Les conservateurs sont d’accord. Étant donné que les dispositions de l’AMM du Canada sont destinées à être réservées à ceux qui ne peuvent pas se rétablir, l’AMM TM-SPMI ne peut pas aller de l’avant de manière appropriée avant que la question fondamentale de l’irrémédiabilité ne soit résolue. En outre, il serait juridiquement incohérent, eu égard à la condition préalable de souffrir d’une maladie ou d’une affection irrémédiable pour être admissible à l’AMM.

Suicide

L’ensemble des preuves démontre qu’il est difficile pour les cliniciens de distinguer une demande AMM TM-SPMI « rationnelle » d’une demande motivée par des idées suicidaires.

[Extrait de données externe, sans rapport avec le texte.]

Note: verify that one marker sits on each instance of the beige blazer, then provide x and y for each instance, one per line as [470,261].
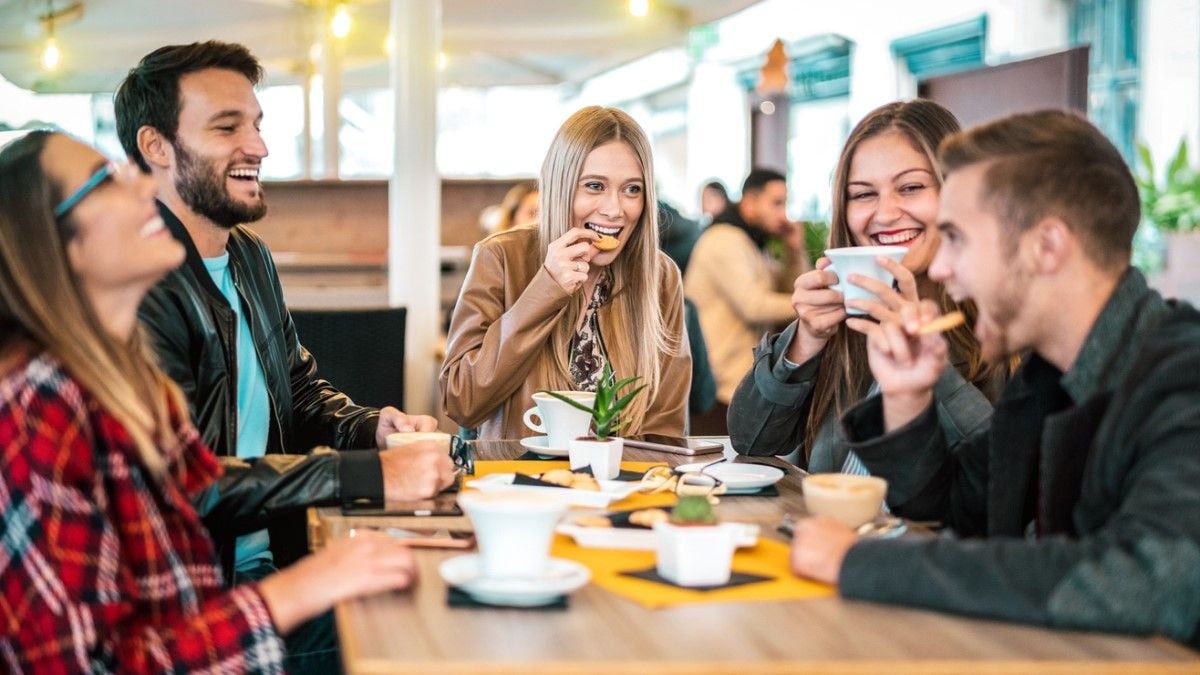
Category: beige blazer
[505,314]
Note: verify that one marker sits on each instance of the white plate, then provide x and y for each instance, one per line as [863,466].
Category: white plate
[610,490]
[637,538]
[739,476]
[467,573]
[540,444]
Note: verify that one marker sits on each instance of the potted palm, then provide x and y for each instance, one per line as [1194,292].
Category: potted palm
[1173,208]
[693,549]
[603,451]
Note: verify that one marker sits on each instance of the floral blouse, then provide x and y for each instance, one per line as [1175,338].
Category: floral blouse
[588,353]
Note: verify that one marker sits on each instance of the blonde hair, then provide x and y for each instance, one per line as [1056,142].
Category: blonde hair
[39,288]
[637,338]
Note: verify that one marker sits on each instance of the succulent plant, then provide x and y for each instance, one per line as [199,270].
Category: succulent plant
[609,402]
[693,511]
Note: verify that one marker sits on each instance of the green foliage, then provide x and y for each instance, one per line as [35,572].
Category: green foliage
[609,402]
[693,511]
[1174,204]
[816,239]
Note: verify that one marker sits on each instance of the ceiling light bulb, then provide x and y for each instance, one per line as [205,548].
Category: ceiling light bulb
[340,25]
[51,54]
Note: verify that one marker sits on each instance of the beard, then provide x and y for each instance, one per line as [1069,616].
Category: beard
[203,189]
[995,345]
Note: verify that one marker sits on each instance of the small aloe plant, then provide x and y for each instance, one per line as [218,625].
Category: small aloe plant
[609,401]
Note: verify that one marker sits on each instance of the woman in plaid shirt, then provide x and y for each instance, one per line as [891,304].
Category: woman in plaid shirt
[103,563]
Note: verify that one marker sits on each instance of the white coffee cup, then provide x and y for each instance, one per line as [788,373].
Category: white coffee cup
[513,531]
[849,497]
[861,260]
[406,437]
[561,420]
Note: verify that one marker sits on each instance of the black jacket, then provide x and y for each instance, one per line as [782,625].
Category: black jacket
[1081,500]
[193,330]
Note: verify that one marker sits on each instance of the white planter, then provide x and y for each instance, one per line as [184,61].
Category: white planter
[696,555]
[604,457]
[1182,272]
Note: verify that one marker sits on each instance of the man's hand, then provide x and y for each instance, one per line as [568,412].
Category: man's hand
[393,420]
[415,471]
[819,547]
[905,363]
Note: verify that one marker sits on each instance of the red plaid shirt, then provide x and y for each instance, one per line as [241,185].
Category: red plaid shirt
[102,566]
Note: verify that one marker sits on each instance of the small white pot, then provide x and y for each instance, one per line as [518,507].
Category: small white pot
[604,457]
[696,555]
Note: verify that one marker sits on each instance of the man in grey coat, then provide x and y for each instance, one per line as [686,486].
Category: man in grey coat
[1079,506]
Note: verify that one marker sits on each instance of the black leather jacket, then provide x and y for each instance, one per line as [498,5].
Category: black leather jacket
[193,330]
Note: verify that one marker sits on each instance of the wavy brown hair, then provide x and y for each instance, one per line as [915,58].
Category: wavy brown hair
[42,306]
[844,376]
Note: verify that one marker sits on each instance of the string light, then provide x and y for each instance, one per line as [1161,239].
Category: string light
[340,25]
[51,54]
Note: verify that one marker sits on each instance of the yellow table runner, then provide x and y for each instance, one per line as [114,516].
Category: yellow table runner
[768,557]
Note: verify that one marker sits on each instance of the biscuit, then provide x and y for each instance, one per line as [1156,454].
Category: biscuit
[606,243]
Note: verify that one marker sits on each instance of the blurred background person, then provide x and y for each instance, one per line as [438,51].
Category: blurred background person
[739,275]
[546,308]
[714,198]
[519,207]
[886,190]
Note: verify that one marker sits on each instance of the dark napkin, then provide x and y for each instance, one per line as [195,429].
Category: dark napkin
[459,598]
[736,579]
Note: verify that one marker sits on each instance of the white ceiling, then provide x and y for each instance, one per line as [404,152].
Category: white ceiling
[487,42]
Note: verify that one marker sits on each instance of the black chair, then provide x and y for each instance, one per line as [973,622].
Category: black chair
[359,351]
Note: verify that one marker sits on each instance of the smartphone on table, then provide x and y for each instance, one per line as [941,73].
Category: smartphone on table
[676,444]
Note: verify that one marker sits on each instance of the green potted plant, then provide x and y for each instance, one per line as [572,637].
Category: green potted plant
[693,549]
[603,451]
[1171,208]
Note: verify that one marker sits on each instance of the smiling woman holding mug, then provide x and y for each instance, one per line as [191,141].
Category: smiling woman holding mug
[546,308]
[107,565]
[885,193]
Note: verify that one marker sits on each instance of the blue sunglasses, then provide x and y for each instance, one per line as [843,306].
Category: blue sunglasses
[102,174]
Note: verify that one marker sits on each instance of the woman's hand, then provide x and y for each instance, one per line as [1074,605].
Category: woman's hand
[568,257]
[888,304]
[346,568]
[819,310]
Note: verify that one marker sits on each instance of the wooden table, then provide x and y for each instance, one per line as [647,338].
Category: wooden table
[601,632]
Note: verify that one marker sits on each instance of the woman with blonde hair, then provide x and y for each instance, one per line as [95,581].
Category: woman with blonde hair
[546,308]
[108,567]
[886,192]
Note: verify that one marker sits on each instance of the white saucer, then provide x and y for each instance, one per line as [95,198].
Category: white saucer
[637,538]
[467,573]
[540,446]
[739,476]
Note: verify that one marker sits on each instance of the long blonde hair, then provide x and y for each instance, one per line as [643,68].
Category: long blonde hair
[844,376]
[42,305]
[637,338]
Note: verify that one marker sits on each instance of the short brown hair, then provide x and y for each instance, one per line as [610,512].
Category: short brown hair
[1054,163]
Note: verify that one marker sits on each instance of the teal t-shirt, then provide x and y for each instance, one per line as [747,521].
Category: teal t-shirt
[253,406]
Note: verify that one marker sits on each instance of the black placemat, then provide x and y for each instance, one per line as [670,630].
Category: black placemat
[459,598]
[534,457]
[736,579]
[768,491]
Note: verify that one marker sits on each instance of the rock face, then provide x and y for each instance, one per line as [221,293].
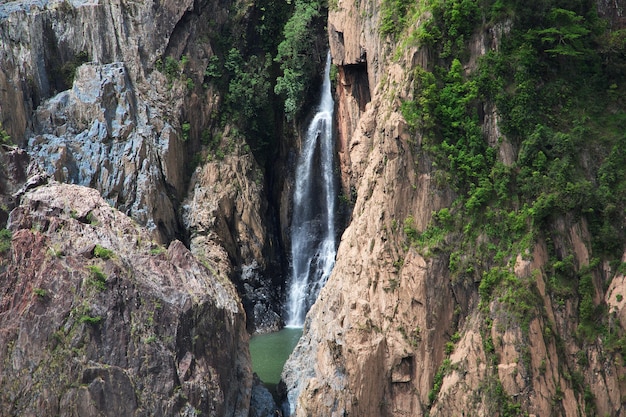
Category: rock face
[378,339]
[98,319]
[113,96]
[226,216]
[106,115]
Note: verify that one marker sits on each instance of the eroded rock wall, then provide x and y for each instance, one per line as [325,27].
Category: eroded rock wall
[83,91]
[113,95]
[377,340]
[99,319]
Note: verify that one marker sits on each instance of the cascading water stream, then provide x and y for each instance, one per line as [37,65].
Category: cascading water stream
[313,240]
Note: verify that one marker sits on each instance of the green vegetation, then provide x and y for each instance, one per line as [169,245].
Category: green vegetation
[557,101]
[97,278]
[394,16]
[294,55]
[557,81]
[5,240]
[102,252]
[5,138]
[88,319]
[40,292]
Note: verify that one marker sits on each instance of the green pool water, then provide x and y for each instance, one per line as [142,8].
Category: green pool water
[270,351]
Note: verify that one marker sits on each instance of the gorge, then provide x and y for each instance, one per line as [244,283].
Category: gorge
[148,160]
[313,222]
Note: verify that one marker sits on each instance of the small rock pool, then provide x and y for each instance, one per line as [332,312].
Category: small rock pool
[270,351]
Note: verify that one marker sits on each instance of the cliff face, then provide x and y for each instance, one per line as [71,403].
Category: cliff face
[98,319]
[114,96]
[396,331]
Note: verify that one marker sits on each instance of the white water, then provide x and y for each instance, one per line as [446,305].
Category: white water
[313,242]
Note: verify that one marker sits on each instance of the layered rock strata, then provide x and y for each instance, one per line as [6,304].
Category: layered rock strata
[377,342]
[98,319]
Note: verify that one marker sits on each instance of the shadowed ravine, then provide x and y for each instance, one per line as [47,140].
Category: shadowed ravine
[313,241]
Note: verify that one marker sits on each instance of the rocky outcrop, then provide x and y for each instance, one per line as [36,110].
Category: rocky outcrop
[89,71]
[98,319]
[226,215]
[113,96]
[392,333]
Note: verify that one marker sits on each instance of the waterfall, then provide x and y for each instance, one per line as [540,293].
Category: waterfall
[313,242]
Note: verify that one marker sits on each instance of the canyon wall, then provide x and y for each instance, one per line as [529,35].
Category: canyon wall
[113,95]
[99,319]
[394,332]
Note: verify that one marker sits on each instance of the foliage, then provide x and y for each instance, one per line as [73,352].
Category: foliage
[40,292]
[394,16]
[92,320]
[559,95]
[97,278]
[5,240]
[294,55]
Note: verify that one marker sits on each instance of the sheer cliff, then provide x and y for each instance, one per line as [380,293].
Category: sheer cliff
[481,272]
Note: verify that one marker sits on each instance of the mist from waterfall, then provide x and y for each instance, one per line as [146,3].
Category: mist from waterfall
[313,235]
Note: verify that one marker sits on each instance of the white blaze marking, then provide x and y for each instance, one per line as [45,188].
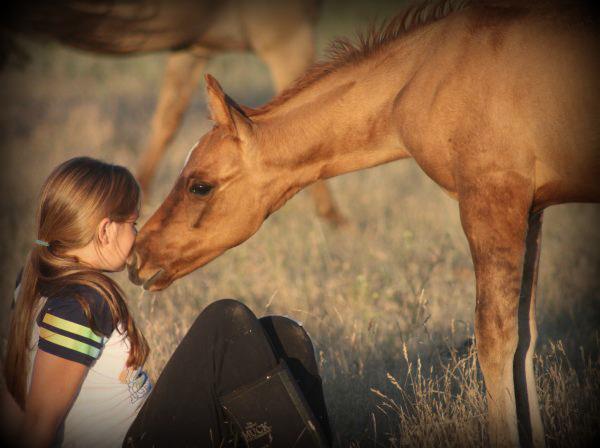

Cette difficulté est soulignée par le fait qu’environ 90 % des personnes qui se suicident souffrent d’un trouble mental pouvant être diagnostiqué. [16] Cette difficulté est cliniquement et socialement problématique. Tant que cette difficulté sera présente, la frontière entre la prévention du suicide et l’assistance au suicide sera floue.[17] 

Le Dr Gaind a expliqué :

« Les données scientifiques démontrent l’impossibilité de distinguer entre les idéations suicidaires causées par la maladie mentale et les conditions qui conduisent à faire une demande d’AMM pour des motifs psychiatriques. Les caractéristiques en commun dans les deux situations laissent entendre qu’il n’y a peut-être aucune distinction à établir. »[18]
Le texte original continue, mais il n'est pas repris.